Seitenansicht mit Diagonalstrebe. Diese sind in die Beine und in den Längsträger eingezapft:

Hier noch ein Blick auf die „Reinforcement blocks“ (ich habe noch keine passende deutsche Übersetzung dafür gefunden), die zusammen mit den Diagonalstreben ein Längsschwingen des Tisches verhindern sollen:

Die fertig geölte Tischplatte. Zwischenzeitlich sieht sie nicht mehr so fleckig aus, da ich die Oberfläche nochmals mit Öl und Stahlwolle nachbehandelt habe (Friedrich hat das in anderem Zusammenhang hier im Forum empfohlen) und weil das Holz schon nachgedunkelt ist.
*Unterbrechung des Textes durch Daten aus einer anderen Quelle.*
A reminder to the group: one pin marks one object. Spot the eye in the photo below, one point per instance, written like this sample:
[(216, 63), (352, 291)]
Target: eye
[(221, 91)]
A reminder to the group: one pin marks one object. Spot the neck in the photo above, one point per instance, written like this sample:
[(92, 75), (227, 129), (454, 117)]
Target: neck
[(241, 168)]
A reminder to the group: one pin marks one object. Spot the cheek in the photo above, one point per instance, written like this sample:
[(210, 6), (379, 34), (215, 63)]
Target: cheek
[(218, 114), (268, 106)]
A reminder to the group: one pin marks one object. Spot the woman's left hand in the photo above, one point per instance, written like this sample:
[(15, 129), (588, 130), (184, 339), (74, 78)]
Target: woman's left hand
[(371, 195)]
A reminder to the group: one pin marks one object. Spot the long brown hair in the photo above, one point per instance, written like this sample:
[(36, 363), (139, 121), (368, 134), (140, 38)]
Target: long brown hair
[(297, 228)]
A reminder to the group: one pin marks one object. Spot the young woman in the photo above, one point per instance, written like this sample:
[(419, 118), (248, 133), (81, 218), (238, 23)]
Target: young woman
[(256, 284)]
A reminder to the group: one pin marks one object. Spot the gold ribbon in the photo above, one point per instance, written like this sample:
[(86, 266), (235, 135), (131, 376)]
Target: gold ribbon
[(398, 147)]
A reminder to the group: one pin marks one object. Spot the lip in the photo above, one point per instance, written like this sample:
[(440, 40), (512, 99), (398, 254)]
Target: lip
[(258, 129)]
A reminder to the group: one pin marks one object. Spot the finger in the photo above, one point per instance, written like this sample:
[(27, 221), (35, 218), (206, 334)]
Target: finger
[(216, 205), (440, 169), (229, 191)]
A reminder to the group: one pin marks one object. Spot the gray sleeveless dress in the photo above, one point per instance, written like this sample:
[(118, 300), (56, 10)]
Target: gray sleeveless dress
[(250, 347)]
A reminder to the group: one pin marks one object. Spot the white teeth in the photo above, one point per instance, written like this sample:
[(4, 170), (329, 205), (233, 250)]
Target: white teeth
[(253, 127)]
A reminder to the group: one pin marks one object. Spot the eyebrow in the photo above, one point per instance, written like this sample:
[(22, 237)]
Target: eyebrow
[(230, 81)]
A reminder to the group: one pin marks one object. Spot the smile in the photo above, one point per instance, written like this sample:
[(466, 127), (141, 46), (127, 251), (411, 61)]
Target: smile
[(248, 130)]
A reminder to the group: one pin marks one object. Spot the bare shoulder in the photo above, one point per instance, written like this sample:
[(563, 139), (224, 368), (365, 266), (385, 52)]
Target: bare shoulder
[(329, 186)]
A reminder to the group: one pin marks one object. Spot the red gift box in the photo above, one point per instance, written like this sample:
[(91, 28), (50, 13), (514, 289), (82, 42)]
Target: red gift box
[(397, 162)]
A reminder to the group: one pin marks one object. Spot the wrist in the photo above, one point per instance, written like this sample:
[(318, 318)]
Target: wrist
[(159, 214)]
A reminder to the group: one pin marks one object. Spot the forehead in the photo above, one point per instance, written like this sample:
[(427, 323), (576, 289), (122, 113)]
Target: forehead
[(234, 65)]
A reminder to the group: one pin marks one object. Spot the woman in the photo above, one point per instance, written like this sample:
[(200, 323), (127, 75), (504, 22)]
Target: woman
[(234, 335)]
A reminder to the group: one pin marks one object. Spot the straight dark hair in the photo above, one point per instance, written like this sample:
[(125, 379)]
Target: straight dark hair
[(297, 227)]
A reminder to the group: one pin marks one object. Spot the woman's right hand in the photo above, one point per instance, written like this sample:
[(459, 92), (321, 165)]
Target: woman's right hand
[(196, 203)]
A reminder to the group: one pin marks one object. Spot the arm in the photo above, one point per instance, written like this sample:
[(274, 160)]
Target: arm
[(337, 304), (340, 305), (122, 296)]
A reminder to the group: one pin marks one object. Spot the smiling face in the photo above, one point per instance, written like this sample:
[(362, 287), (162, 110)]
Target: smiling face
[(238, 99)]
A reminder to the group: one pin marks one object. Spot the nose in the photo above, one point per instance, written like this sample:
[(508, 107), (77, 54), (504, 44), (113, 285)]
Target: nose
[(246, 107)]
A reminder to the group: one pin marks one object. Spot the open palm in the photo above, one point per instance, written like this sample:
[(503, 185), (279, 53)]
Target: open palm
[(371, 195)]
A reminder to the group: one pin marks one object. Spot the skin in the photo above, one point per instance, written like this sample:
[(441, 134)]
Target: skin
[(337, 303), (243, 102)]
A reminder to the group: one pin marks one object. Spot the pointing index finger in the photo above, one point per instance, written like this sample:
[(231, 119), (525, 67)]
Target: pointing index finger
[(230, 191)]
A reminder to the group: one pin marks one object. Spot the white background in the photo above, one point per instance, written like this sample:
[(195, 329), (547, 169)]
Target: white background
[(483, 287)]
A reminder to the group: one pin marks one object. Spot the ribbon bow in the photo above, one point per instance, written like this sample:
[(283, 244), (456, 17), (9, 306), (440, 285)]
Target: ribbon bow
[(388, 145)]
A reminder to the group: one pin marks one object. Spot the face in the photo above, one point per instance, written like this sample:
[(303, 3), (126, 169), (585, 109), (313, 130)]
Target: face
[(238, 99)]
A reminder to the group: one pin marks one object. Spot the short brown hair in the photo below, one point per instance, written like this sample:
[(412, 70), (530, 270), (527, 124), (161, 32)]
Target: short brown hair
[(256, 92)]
Teilweise kamen die Flecken auch von nicht beseitigten Hobelspuren. So ist es halt, wenn es plötzlich pressiert und die Auftraggeberin nicht mehr abwarten kann, bis die Arbeit ordentlich erledigt ist:

Und so sieht die Gesamtkomposition aus:

Vielen Dank an alle, die bis hierher durchgehalten haben.
Kritik, Anregungen, Verbesserungsvorschläge nehme ich gerne entgegen.